Re: POC, WIP: OR-clause support for indexes

From: Alena Rybakina <a(dot)rybakina(at)postgrespro(dot)ru>
To: Robert Haas <robertmhaas(at)gmail(dot)com>, Alexander Korotkov <aekorotkov(at)gmail(dot)com>
Cc: jian he <jian(dot)universality(at)gmail(dot)com>, pgsql-hackers(at)postgresql(dot)org, Peter Geoghegan <pg(at)bowt(dot)ie>, Marcos Pegoraro <marcos(at)f10(dot)com(dot)br>, teodor(at)sigaev(dot)ru, Andrei Lepikhov <a(dot)lepikhov(at)postgrespro(dot)ru>, Tomas Vondra <tomas(dot)vondra(at)enterprisedb(dot)com>, Peter Eisentraut <peter(at)eisentraut(dot)org>, Ranier Vilela <ranier(dot)vf(at)gmail(dot)com>
Subject: Re: POC, WIP: OR-clause support for indexes
Date: 2024-06-21 22:52:02
Message-ID: 0f50882c-e639-4856-aab6-6ccfec848164@postgrespro.ru
Views: Raw Message | Whole Thread | Download mbox | Resend email
Thread:
Lists: pgsql-hackers

On 21.06.2024 23:35, Robert Haas wrote:
> On Fri, Jun 21, 2024 at 1:05 PM Alena Rybakina
> <a(dot)rybakina(at)postgrespro(dot)ru> wrote:
>> I'm confused, I have seen that we have two threads [1] and [2] about this thread and I haven't found any explanation for how they differ.
>>
>> And I don't understand, why am I not listed as the author of the patch? I was developing the first part of the patch before Andrey came to review it [3] and his first part hasn't changed much since then.
> v25 still lists you as an author (in fact, the first author) but I
> can't say why we have two CommitFest entries. Surely that's a mistake.

Sorry, maybe I was overreacting.

Thank you very much for taking the time to do a detailed review!

On 22.06.2024 00:07, Alexander Korotkov wrote:
> Sorry, I didn't notice that the [1] commitfest entry exists and
> created the [2] commitfest entry. I'm removed [2].
Thank you!

> On the patch itself, I'm really glad we got to a design where this is
> part of planning, not parsing. I'm not sure yet whether we're doing it
> at the right time within the planner, but I think this *might* be
> right, whereas the old way was definitely wrong.

It's hard to tell, but I think it might be one of the good places to
apply transformation.

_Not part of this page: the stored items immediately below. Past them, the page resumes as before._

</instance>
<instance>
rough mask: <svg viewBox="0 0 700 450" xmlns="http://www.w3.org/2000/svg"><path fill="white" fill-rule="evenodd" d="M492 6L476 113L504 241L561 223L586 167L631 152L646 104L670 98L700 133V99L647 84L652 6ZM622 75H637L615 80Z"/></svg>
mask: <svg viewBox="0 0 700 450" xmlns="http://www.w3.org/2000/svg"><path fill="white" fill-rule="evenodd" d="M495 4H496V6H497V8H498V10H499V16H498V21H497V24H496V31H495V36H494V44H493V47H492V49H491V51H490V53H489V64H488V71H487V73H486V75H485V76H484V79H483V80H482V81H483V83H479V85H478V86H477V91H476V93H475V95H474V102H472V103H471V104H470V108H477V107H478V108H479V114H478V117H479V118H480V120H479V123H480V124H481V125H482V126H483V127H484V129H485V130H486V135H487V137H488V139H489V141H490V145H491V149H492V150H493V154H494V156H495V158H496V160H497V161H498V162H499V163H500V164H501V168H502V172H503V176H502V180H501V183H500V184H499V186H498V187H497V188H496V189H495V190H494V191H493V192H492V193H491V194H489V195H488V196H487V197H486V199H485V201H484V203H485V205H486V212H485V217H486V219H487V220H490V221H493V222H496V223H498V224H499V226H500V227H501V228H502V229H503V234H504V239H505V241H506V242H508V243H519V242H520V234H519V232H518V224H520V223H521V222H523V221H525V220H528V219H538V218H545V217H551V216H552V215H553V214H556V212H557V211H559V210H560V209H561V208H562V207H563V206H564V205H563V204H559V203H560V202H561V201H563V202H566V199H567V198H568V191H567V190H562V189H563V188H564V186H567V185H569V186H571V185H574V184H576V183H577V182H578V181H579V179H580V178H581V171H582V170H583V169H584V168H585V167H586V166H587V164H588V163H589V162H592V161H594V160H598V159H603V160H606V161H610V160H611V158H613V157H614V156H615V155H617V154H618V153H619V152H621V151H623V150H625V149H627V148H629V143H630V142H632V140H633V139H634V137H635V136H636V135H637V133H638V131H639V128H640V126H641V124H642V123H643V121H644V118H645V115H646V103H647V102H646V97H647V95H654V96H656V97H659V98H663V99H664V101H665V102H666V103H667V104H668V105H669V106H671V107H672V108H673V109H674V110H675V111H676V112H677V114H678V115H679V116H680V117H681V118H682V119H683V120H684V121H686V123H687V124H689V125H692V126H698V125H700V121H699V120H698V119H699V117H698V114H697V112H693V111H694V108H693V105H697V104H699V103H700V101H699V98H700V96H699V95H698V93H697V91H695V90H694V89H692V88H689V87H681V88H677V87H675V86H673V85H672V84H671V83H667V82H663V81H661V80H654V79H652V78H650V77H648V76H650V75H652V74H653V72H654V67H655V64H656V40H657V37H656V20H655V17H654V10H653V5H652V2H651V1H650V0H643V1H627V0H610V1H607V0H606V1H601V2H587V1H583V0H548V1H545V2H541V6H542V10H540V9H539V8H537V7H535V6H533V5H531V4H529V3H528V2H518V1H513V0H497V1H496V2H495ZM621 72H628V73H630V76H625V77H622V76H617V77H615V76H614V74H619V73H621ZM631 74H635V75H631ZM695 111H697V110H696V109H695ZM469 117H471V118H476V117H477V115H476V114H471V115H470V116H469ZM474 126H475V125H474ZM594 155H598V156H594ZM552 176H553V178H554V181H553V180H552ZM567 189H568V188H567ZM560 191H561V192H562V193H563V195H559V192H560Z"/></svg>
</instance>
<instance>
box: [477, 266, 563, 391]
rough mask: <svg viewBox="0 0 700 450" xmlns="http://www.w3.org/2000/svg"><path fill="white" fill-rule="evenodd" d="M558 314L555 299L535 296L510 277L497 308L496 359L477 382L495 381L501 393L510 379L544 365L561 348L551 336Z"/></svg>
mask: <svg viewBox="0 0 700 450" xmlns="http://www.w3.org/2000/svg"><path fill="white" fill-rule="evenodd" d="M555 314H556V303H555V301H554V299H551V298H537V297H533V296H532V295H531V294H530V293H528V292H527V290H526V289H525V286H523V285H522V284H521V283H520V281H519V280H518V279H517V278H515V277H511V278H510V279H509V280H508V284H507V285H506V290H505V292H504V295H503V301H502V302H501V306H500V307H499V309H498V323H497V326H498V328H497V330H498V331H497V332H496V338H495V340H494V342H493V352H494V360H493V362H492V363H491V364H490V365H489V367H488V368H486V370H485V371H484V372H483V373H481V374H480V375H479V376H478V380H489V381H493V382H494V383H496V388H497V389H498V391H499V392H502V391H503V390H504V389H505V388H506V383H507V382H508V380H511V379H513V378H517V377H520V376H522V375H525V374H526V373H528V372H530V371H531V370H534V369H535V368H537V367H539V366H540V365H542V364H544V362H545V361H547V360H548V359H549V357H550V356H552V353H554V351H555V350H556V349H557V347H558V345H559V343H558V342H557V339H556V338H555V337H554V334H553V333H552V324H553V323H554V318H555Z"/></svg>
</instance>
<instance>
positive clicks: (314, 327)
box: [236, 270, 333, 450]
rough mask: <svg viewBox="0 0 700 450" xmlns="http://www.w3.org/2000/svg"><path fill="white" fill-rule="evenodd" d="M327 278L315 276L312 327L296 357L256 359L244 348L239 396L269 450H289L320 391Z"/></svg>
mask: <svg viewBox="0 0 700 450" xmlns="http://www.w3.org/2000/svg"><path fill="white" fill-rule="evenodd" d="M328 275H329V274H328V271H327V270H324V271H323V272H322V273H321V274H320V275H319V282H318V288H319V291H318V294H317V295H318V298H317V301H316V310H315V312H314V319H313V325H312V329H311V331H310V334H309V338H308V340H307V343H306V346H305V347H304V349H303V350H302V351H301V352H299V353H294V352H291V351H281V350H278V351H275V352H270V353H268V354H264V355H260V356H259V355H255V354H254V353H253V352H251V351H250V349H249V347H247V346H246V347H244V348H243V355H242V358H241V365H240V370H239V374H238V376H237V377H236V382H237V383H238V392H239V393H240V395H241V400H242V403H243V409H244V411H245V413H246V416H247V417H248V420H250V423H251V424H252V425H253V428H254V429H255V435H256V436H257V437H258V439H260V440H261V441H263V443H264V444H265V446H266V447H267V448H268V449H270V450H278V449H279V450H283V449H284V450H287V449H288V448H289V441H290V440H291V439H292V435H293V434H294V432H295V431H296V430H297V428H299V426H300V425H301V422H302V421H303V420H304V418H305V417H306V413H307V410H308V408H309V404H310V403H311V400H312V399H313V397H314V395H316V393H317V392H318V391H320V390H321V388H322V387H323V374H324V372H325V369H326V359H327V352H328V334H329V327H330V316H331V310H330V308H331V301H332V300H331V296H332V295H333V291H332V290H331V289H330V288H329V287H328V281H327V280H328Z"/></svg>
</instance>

Let me describe a brief conclusion on the two
approaches.

In the first approach, we definitely did not process the extra "OR"
expressions in the first approach, since they were packaged as an Array.
It could lead to the fact that less planning time would be spent on the
optimizer.

Also the selectivity for Array expressions is estimated better, which
could lead to the generation of a more optimal plan, but, to be honest,
this is just an observation from changes in regression tests and, in
general, how the process of calculating the selectivity of a complex
expression works.

 SELECT * FROM check_estimated_rows('SELECT * FROM
functional_dependencies WHERE (a = 1 OR a = 51) AND b = ''1''');

  estimated | actual

 -----------+--------

-        99 |    100

+       100 |    100

 (1 row)

 SELECT * FROM check_estimated_rows('SELECT * FROM
functional_dependencies WHERE (a = 1 OR a = 51) AND (b = ''1'' OR b =
''2'')');

  estimated | actual

 -----------+--------

-        99 |    100

+       100 |    100

 (1 row)

 SELECT * FROM check_estimated_rows('SELECT * FROM
functional_dependencies WHERE (a = 1 OR a = 2 OR a = 51 OR a = 52) AND
(b = ''1'' OR b = ''2'')');

  estimated | actual

 -----------+--------

-       197 |    200

+       200 |    200

In addition, we do not have new equivalence classes, since some “Or”
expressions are not available for their formation. This can result in
reduced memory and time spent generating the query plan, especially in
partitions.

Speaking of the main disadvantages, we do not give the optimizer the
opportunity to generate a plan using BitmapScan, which can lead to the
generation of a suboptimal plan, but in the current approach the same
thing happens [0].

And the second one might be related the lack of generation Equivalence
Classes and generation of useful pathkeysas a result, so we could miss
an optimal plan again. But I haven't caught something like this on
practice. I see we won't have such problems if we apply the
transformation later.

Overall, I have not yet noticed any very different parts from what was
in the first approach: I didn’t see any significant degradation or
improvement, which is good, but so far the main problem with the
degradation of the plan has not yet been solved, that is, we have not
escaped from the main problems.

Andrei mentioned the problem in the second approach about updating
references to expressions in RestrictInfo [1] lists, because the can be
used in different variables during the formation of the query plan. As
the practice of Self-join removal [2] has shown, this can be expensive,
but feasible.

By applying the transformation at the analysis stage in the first
approach, because no links were created, so we did not encounter such
problems, so this approach was more suitable than the others.

[0]
https://www.postgresql.org/message-id/7d5aed92-d4cc-4b76-8ae0-051d182c9eec%40postgrespro.ru

[1]
https://www.postgresql.org/message-id/6850c306-4e9d-40b7-8096-1f3c7d29cd9e%40postgrespro.ru

[2] https://commitfest.postgresql.org/48/5043/

> What exactly is the strategy around OR-clauses with type differences?
> If I'm reading the code correctly, the first loop requires an exact
> opno match, which presumably implies that the constant-type elements
> are of the same type. But then why does the second loop need to use
> coerce_to_common_type?

It needs to transform all similar constants to one type, because some
constants of "OR" expressions can belong others, like the numeric and
int types. Due to the fact that array structure demands that all types
must be belonged to one type, so for this reason we applied this procedure.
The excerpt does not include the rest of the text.